133. An application, in order to be valid, must
(1) state clearly the provision to which it
refers and the zone or sector of a zone from which it originates;
(2) be signed by at least 12 interested persons
in a zone or sector in which there are more than 21 interested persons, or, in
other cases, by a majority of the interested persons;
(3) be received by the municipality not later
than the eighth day following the day on which the notice provided for in
section 132 is published.
The provisions of the Act respecting elections and
referendums in municipalities (chapter E‑2.2) dealing with the
manner in which a legal person may exercise its rights, the manner in which
qualified voters entitled to have their names entered on the referendum list
are to be counted, and applications for the holding of a referendum poll apply,
adapted as required, to the signing of an application.
Appeal allowed with costs, Major,
Bastarache, LeBel and Deschamps JJ.
dissenting.
Solicitor for the appellants: André Carbonneau, Montréal.

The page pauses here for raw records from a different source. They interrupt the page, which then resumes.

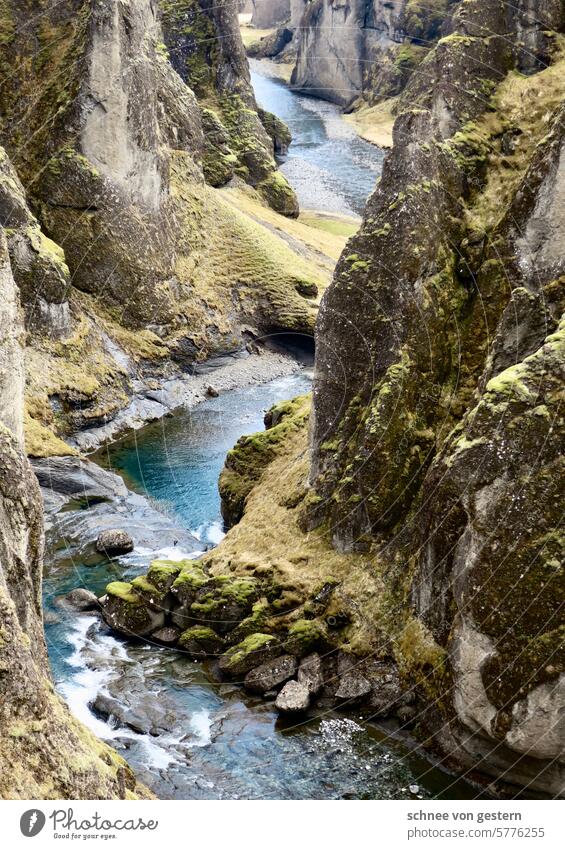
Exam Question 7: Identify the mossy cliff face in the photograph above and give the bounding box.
[0,231,149,799]
[161,0,298,217]
[0,0,325,456]
[304,0,565,794]
[291,0,453,108]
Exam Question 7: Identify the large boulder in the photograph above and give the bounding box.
[275,681,310,713]
[220,634,282,678]
[101,581,165,637]
[96,528,133,557]
[243,654,298,694]
[298,653,324,696]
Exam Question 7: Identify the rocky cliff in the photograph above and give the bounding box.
[100,0,565,796]
[251,0,291,29]
[0,0,325,455]
[0,189,149,799]
[291,0,452,106]
[308,0,565,794]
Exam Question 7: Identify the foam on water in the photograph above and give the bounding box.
[58,616,179,769]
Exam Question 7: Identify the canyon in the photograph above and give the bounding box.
[0,0,565,799]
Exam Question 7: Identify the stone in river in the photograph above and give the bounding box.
[96,528,133,557]
[62,587,100,611]
[335,672,371,703]
[151,626,181,646]
[243,654,298,694]
[298,652,324,696]
[275,681,310,713]
[219,634,282,677]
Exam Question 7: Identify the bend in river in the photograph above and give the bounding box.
[44,63,476,799]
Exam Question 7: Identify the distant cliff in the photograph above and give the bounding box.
[0,0,321,456]
[0,164,150,799]
[292,0,456,106]
[173,0,565,797]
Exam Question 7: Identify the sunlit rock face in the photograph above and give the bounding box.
[251,0,291,29]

Solicitors for the respondents the Municipality of the village of
Lafontaine and Harold Larente: Deveau, Bissonnette, Monfette,
Fortin & Associés, Saint‑Jérôme.
Solicitors for the respondent the Attorney General of Quebec: Bernard,
Roy & Associés, Montréal.
Solicitors for the interveners the Seventh‑Day Adventist
Church in Canada and the Evangelical Fellowship of Canada: Chipeur
Advocates, Calgary.
Solicitors for the intervener the Canadian Civil Liberties
Association: Paliare Roland Rosenberg Rothstein, Toronto.